|
Als "opportunistisch" gelte die autonome a.f.r.i.k.a.-gruppe und "altavantgardistische Subversionsversprechen" offeriere sie, heiß es in diesem Artikel.
Genau! Wir sind völlig Deiner Meinung, lieber Wiener!
Stoppt die Avantgarde!
In Wien trafen sich Künstler und Anti-Künstler zu den "Neoistischen Festwochen '97".
Von Karen Elliot
Aus: Jungle World Nr.6/1997 (Feuilleton)
In einer Zeit, in der "avantgardistische Kunst" vorzugsweise ohne Kunstwerke, dafür aber mit vollmundiger Theoriearbeit operiert und in der "avantgardistischer Pop" vor allem zwecks Abgrenzung von der Konsumpraxis der "Massen" erfunden wird, kehrt der vor über 20 Jahren zunächst als Anti-Kunst-Bewegung angetretene Neoismus gerade rechtzeitig wieder zurück - diesmal mit zeitgemäßeren Konzepten.
Die Gruppierung, die zwischen 1990 und 1993 - eingedenk ihres Vorbildes Gustav Metzger aus den frühen sechziger Jahren - zum großen "Kunststreik" mit dem (vorgeblichen) Ziel aufrief, den Kunstmarkt nachhaltig zu zerstören, beging Anfang Juni in Wien ihre "Neoistischen Festwochen '97" mit einer "Neoistischen Weltausstellung" und einem Symposion "Avantgarde Now?" (mit Inke Arms, Stewart Home, Günther Jacob, Pit Schulz, Herbert Lachmayr und dem Gutachter Prof. Dr. Thanos Lipowatz), das ganz der Kritik von Kunst- und Popavantgarden gewidmet war. Bloß, was ist Neoismus, was will und kann er leisten?
Drei Fragen, die sich nur bedingt beantworten lassen. Immerhin aber kann man beim Stöbern im Internet, dem ureigenen und idealsten Medium dieser laut eigener Aussage "letzten existierenden Avantgarde-Bewegung", zumindest einige wichtige Gemeinsamkeiten des wildwuchernden und inhaltlich kaum geschlossenen Neoismus herausfiltern (als Ausgangsbasis ist zu empfehlen http://www.neoismus.org).
Ausgehend von der US-Mail-Art-Bewegung der späten siebziger Jahre ("No Ism"), den dazugehörigen Apartment-Fest, Plagiarismus-Ausstellungen und "Gründungsvätern" wie David Zack oder Istwan Kantor und später dem wegen seiner Skinhead-Romane umstrittenen Autor Stewart Home ("Harter Stoff", "Slow Death"), haben sich folgende Charakteristika ausgebildet:
- Der Neoismus gibt sich betont theorielastig. Er wählt als seine bevorzugte Kommunikationsform das Manifest.
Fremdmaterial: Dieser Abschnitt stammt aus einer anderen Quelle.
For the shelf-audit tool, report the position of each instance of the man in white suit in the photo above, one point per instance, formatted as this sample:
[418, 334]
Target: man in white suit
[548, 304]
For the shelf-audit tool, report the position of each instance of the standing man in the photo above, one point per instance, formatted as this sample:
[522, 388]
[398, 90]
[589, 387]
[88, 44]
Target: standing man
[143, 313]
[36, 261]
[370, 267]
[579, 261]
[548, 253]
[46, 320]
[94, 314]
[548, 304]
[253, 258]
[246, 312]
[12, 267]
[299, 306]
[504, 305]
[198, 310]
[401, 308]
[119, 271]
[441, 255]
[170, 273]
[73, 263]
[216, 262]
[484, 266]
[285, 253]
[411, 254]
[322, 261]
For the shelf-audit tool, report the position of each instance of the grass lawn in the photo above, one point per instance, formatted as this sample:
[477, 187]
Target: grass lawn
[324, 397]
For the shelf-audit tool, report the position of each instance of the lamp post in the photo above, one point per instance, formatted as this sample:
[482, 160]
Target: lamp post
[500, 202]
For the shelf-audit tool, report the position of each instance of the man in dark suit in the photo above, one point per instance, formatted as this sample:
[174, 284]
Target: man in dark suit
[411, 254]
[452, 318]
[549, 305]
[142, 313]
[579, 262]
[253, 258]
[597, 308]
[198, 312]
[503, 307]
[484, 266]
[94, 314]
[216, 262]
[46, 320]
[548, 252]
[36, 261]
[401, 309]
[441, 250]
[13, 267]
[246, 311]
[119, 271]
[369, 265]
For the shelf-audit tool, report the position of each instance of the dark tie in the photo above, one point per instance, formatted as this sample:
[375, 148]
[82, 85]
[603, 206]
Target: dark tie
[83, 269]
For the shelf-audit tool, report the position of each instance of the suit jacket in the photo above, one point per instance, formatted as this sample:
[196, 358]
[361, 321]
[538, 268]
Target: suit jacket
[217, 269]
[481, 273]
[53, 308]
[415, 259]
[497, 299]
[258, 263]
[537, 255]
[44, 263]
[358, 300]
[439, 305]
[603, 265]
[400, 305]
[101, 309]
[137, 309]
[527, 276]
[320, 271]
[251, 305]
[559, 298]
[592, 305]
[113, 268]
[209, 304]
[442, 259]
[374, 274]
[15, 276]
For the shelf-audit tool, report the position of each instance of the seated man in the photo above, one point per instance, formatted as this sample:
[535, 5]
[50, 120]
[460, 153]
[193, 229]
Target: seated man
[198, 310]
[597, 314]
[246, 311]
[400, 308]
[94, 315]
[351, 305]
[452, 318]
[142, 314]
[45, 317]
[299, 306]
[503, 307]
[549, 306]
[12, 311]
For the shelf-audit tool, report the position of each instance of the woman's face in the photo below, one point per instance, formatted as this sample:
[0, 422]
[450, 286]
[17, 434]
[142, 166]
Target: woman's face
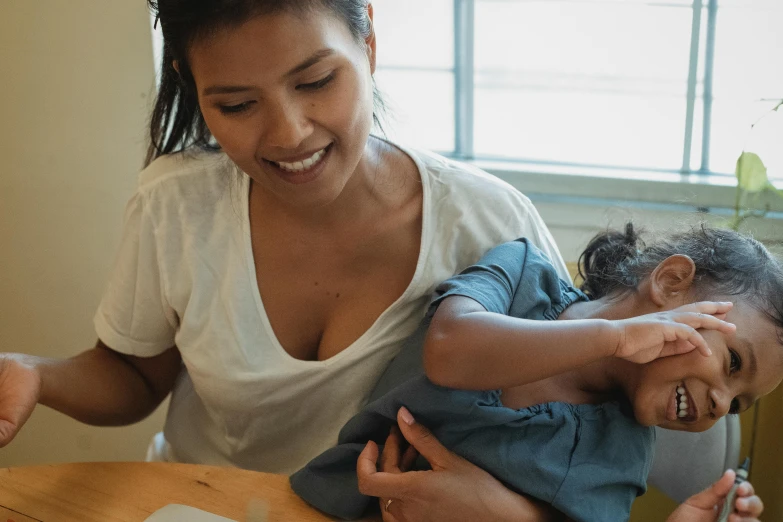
[289, 98]
[743, 366]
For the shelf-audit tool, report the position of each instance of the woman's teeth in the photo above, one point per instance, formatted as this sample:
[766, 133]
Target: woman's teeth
[682, 402]
[301, 166]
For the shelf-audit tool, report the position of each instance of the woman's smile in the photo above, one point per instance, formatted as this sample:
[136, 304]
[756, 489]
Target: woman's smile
[301, 169]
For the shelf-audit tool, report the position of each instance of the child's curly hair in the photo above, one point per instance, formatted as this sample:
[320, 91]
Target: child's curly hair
[726, 262]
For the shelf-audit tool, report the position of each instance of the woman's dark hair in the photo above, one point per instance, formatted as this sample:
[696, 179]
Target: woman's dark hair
[727, 263]
[176, 122]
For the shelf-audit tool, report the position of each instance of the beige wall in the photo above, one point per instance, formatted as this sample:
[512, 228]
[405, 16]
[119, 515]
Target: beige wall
[75, 77]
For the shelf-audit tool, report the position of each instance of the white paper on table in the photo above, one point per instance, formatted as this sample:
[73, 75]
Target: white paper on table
[180, 513]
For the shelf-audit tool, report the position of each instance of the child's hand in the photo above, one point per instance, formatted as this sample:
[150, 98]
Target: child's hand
[705, 506]
[647, 337]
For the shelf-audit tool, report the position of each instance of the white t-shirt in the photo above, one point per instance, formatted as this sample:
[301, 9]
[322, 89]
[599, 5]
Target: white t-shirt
[185, 276]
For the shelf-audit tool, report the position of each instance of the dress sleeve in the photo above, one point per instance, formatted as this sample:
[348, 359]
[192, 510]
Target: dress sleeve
[133, 317]
[492, 282]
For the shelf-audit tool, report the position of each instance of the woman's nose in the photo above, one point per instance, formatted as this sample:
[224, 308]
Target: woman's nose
[285, 127]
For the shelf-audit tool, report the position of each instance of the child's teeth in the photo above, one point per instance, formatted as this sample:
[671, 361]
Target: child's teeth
[682, 405]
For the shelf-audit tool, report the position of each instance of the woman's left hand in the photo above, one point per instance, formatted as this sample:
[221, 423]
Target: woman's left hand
[453, 490]
[704, 506]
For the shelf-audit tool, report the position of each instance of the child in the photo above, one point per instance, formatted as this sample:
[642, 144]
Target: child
[555, 391]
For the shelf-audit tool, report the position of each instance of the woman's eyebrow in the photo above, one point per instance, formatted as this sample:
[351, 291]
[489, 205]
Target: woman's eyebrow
[315, 58]
[229, 89]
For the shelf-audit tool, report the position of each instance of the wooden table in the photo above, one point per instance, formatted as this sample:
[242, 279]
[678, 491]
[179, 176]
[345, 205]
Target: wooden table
[130, 492]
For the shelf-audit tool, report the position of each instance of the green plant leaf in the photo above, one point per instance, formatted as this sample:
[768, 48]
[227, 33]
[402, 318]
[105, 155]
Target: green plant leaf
[751, 173]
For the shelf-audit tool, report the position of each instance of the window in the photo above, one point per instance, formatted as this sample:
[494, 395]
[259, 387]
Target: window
[670, 85]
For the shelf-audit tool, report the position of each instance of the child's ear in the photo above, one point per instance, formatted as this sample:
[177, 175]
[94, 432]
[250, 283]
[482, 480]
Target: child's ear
[672, 279]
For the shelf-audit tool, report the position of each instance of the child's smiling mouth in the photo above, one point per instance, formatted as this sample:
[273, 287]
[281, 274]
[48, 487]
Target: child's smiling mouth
[683, 407]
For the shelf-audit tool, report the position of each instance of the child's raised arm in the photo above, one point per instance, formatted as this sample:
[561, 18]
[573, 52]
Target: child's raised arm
[470, 348]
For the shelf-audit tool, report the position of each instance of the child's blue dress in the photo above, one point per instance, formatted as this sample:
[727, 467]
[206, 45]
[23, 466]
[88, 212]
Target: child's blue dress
[589, 461]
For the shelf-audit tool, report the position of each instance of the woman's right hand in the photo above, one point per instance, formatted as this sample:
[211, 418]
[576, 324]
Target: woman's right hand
[20, 388]
[644, 338]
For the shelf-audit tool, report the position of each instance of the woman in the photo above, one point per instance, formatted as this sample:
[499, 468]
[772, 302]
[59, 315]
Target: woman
[282, 270]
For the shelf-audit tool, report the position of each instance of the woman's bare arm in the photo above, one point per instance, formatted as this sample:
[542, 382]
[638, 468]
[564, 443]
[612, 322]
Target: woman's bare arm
[107, 388]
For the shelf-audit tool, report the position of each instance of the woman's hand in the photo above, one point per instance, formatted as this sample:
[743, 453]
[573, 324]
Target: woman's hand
[705, 506]
[453, 490]
[20, 388]
[647, 337]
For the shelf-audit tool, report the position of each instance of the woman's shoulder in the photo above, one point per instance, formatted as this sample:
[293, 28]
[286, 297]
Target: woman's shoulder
[462, 181]
[192, 166]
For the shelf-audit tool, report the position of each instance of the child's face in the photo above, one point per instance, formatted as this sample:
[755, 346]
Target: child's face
[743, 367]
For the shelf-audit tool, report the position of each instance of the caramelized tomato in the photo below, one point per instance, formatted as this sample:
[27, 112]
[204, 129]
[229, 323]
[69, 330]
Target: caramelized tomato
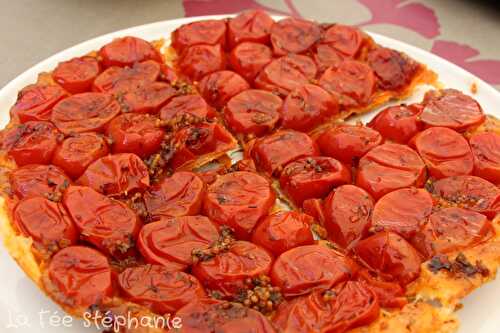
[227, 271]
[77, 75]
[126, 51]
[116, 174]
[33, 142]
[390, 167]
[282, 231]
[78, 151]
[253, 112]
[108, 224]
[135, 133]
[273, 152]
[312, 177]
[445, 152]
[348, 143]
[239, 200]
[178, 195]
[170, 242]
[35, 102]
[307, 268]
[347, 212]
[159, 289]
[388, 253]
[402, 211]
[218, 88]
[308, 107]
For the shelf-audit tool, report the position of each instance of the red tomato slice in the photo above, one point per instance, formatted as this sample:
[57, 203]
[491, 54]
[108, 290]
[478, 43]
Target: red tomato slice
[250, 26]
[402, 211]
[171, 241]
[308, 107]
[469, 192]
[303, 269]
[178, 195]
[46, 222]
[282, 231]
[312, 177]
[33, 142]
[79, 277]
[486, 150]
[253, 112]
[347, 213]
[35, 102]
[108, 224]
[450, 108]
[292, 35]
[452, 229]
[159, 289]
[348, 143]
[353, 83]
[390, 167]
[135, 133]
[394, 70]
[78, 151]
[238, 200]
[213, 316]
[37, 180]
[285, 74]
[248, 59]
[77, 75]
[388, 253]
[84, 112]
[227, 271]
[116, 174]
[398, 123]
[199, 60]
[445, 152]
[126, 51]
[218, 88]
[273, 152]
[200, 32]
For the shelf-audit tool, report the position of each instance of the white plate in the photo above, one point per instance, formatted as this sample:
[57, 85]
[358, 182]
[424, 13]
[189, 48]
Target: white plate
[23, 308]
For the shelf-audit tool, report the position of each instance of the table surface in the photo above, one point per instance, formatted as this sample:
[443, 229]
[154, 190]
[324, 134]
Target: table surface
[461, 31]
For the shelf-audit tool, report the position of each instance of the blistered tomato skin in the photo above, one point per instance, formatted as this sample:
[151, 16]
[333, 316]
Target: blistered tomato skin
[170, 242]
[282, 231]
[312, 177]
[33, 142]
[178, 195]
[78, 151]
[348, 143]
[158, 288]
[273, 152]
[445, 152]
[108, 224]
[347, 214]
[79, 276]
[116, 174]
[128, 50]
[402, 211]
[37, 180]
[227, 272]
[77, 75]
[35, 102]
[388, 253]
[135, 133]
[239, 200]
[308, 107]
[398, 123]
[303, 269]
[486, 150]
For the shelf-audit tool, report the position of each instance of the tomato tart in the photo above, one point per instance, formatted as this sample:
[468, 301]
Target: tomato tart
[214, 179]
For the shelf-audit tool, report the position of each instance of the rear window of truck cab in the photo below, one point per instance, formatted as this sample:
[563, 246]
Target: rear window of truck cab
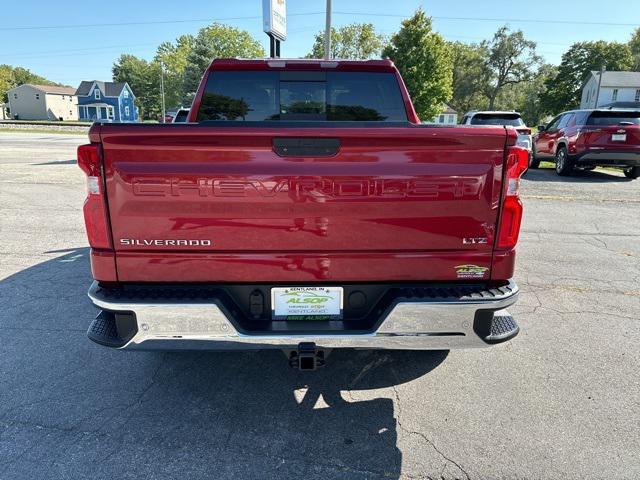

- Die Vertreter des Neoismus wenden sich gegen "bürgerliche" Kunstmodelle wie Kreativität und Authentizität und halten dem das Ideal des Plagiarismus entgegen. Dieser spare Zeit und Mühe und bestätige zudem schon einmal erreichte Ergebnisse. Dabei ist das Konzept des Plagiarismus selber ein Plagiat des situationistischen détournement. Nach Stewart Home, dem derzeit tonangebenden Neoisten, ist Kreativität nichts anderes als die klassische Arbeitsethik nach ihrer Angleichung an die Postmoderne und genauso entfremdet wie die Lohnarbeit.
- Plagiarismus definiert Home daher als schärfste Waffe gegen den Zwang zur Kreativität, Innovation und Talent, wie er bis heute in den Kunst- und Pop-Medien propagiert wird.
- Neoisten ziehen das Modell der multiplen Persönlichkeit dem bürgerlichen Geniekult vor. Deshalb tauchen unter Manifesten und neoistischen "Kunstwerken" auch vorwiegend zwei Autoren-Namen auf: Der als "multipler Pop-Star" konzipierte Monty Cantsin und eine den allgemeinen (Anti-)Kunstbelangen verpflichtete "multiple Signatur" Karen Elliot.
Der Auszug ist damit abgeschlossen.